Table 4 Comparison of different watermarking algorithms

Using frames of wavelet samples results in an increased robustness against attacks, since the average of the samples is more robust than the value of each sample. Thus, by increasing the frame size, better robustness can be achieved. However, by increasing the frame size, we enforce the same value for a greater number of samples, which decreases the audio quality and transparency. In our experiments, the frame size equal to 10 has provided excellent transparency and acceptable robustness, but, depending on the specific application, this value might be adjusted.

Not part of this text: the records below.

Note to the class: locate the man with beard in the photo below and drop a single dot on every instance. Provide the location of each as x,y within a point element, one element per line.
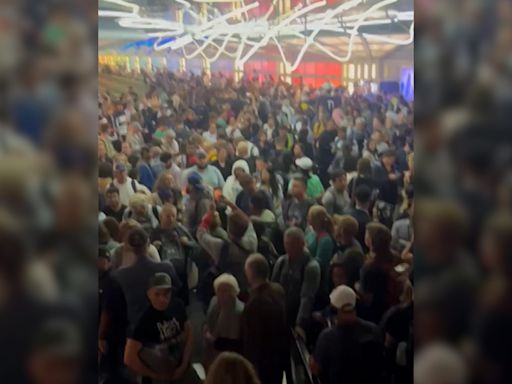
<point>210,175</point>
<point>175,245</point>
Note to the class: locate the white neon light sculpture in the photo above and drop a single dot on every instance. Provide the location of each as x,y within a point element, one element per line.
<point>252,35</point>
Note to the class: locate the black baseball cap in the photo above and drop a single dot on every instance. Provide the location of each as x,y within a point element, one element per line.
<point>160,280</point>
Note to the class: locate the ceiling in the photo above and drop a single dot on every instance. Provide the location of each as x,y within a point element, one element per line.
<point>341,35</point>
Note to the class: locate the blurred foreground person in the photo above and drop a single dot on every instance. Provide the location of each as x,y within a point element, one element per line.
<point>134,279</point>
<point>231,368</point>
<point>160,346</point>
<point>265,334</point>
<point>299,274</point>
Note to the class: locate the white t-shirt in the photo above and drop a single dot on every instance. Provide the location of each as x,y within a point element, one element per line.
<point>126,189</point>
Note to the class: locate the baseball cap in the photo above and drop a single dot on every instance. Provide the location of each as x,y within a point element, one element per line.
<point>119,167</point>
<point>343,297</point>
<point>195,180</point>
<point>304,163</point>
<point>160,280</point>
<point>200,154</point>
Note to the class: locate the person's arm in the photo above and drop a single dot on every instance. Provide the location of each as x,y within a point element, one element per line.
<point>309,288</point>
<point>132,361</point>
<point>187,352</point>
<point>210,244</point>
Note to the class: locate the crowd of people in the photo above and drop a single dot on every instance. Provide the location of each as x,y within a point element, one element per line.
<point>286,211</point>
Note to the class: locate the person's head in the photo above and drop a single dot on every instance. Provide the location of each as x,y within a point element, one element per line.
<point>298,188</point>
<point>145,154</point>
<point>222,152</point>
<point>346,229</point>
<point>138,204</point>
<point>339,180</point>
<point>330,126</point>
<point>298,150</point>
<point>159,291</point>
<point>495,244</point>
<point>441,232</point>
<point>283,131</point>
<point>257,269</point>
<point>195,182</point>
<point>247,183</point>
<point>226,289</point>
<point>294,242</point>
<point>102,152</point>
<point>303,134</point>
<point>262,136</point>
<point>231,368</point>
<point>363,195</point>
<point>343,298</point>
<point>112,226</point>
<point>364,167</point>
<point>104,261</point>
<point>345,268</point>
<point>259,201</point>
<point>202,159</point>
<point>242,150</point>
<point>388,157</point>
<point>342,133</point>
<point>112,198</point>
<point>164,181</point>
<point>305,164</point>
<point>378,239</point>
<point>168,216</point>
<point>120,172</point>
<point>126,148</point>
<point>237,225</point>
<point>103,234</point>
<point>119,106</point>
<point>138,240</point>
<point>320,220</point>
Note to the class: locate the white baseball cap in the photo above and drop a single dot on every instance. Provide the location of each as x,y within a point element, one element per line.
<point>304,163</point>
<point>343,297</point>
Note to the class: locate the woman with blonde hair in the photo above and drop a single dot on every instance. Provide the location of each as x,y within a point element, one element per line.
<point>379,288</point>
<point>319,241</point>
<point>231,368</point>
<point>123,256</point>
<point>346,229</point>
<point>222,328</point>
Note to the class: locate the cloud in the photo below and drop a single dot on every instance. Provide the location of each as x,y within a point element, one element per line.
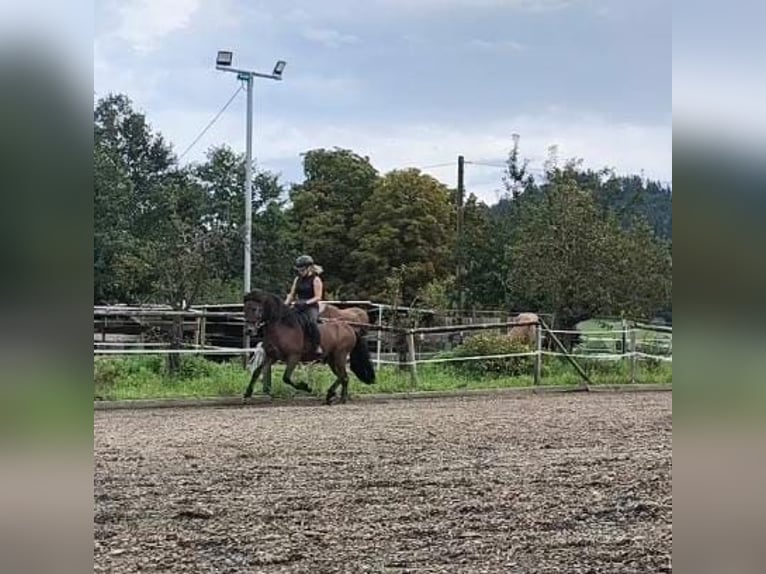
<point>329,37</point>
<point>628,148</point>
<point>144,23</point>
<point>495,45</point>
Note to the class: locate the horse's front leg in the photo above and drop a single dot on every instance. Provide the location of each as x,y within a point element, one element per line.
<point>292,362</point>
<point>256,373</point>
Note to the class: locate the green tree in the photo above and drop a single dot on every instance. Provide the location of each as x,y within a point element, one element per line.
<point>222,176</point>
<point>130,162</point>
<point>569,257</point>
<point>325,207</point>
<point>407,223</point>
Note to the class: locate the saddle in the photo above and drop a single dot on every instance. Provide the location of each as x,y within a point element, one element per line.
<point>308,327</point>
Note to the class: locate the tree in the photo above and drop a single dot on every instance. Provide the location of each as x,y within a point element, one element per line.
<point>222,176</point>
<point>130,162</point>
<point>326,206</point>
<point>569,257</point>
<point>515,177</point>
<point>406,223</point>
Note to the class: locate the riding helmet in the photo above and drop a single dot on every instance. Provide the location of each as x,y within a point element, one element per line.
<point>304,261</point>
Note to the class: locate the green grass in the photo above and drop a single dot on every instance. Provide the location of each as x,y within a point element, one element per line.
<point>147,377</point>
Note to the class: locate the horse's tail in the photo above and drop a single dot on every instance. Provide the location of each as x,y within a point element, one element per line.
<point>361,365</point>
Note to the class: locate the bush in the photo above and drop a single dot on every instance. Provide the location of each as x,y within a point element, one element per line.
<point>492,344</point>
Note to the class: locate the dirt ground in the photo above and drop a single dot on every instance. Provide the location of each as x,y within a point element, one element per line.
<point>552,483</point>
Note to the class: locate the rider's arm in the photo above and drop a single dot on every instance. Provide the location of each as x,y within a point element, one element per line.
<point>291,295</point>
<point>317,292</point>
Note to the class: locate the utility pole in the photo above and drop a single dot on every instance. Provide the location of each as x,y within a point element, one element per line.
<point>460,229</point>
<point>248,181</point>
<point>223,63</point>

It may seem that using high frequencies for embedding the secret bits would lead to a fragile scheme against low-pass filtering. Indeed, the experimental results show that the secret stream is damaged by low-pass filters with a cut-off frequency lower than 2 kHz, but these filters damage the cover signal as well. Figure 7 shows that, under the RC low-pass/high-pass filter attacks, the secret bit stream is extractable (BER < 5%) even when the ODG between the marked and the attacked file is about −3. I.e. this kind of filtering removes the secret information only if the quality of the attacked file is far from acceptable (in the “very annoying” ODG scale). As mentioned above, depending on the specific application, the embedding interval and the scale factor could be changed. E.g. if k = 6 and α = 1 for the clip “Beginning of the End”, ODG = −0.4 and BER under the attack MP3-128 is 0.07, but for k = 6 and α = 2, ODG = −0.6 and BER = 0.01. This example shows how the parameter α can be used to tune the trade-off between transparency and robustness. The embedding interval, k, and the scale factor, α, play a relevant role in adjusting the properties of the scheme. In fact, these parameters adjust the trade-off between capacity, transparency, and robustness. Figure 8 (a) shows that increasing the embedding interval increases the number of modified samples in the interval, which defines the capacity of the scheme. Similarly, Fig. 8 (b) illustrates the effect of the scale factor, (watermark strength) on transparency (ODG between original and marked signal) and robustness against Gaussian Noise (BER). It is obvious that with a small scale factor better transparency is achieved and increasing α leads to better robustness (decreasing BER) and more distortion. It is worth pointing out that, in the experimental results shown in this figure, α is chosen in the interval [0.5, 3].

Fig. 7
figure 7

Transparency versus BER under a low pass filtering attack b high pass filtering attack

Fig. 8
figure 8

a Capacity versus embedding interval b BER under Gaussian Noise versus ODG for various scale factors, α

4 Conclusion

Using the high frequency band of the wavelet decomposition, for which the human auditory system (HAS) is not very sensitive to alteration, leads to a robust high-capacity watermarking algorithm for digital audio. The proposed scheme divides the high frequency band into frames and uses the frames’ average (which is the same in the sender and receiver for each frame) as a key value, resulting in a blind scheme which provides robustness against common audio signal processing attacks. The experimental results show that this scheme has an excellent capacity (about 11 kbps) without significant perceptual distortion (ODG in the range [−1, 0] and SNR about 30 dB) and provides robustness against common signal processing attacks such as additive noise, echo, filtering or MPEG compression (MP3). A comparison with other schemes in the audio watermarking literature is also provided, showing that the suggested scheme outperforms the capacity of other approaches whilst keeping robustness and transparency in their acceptable ranges.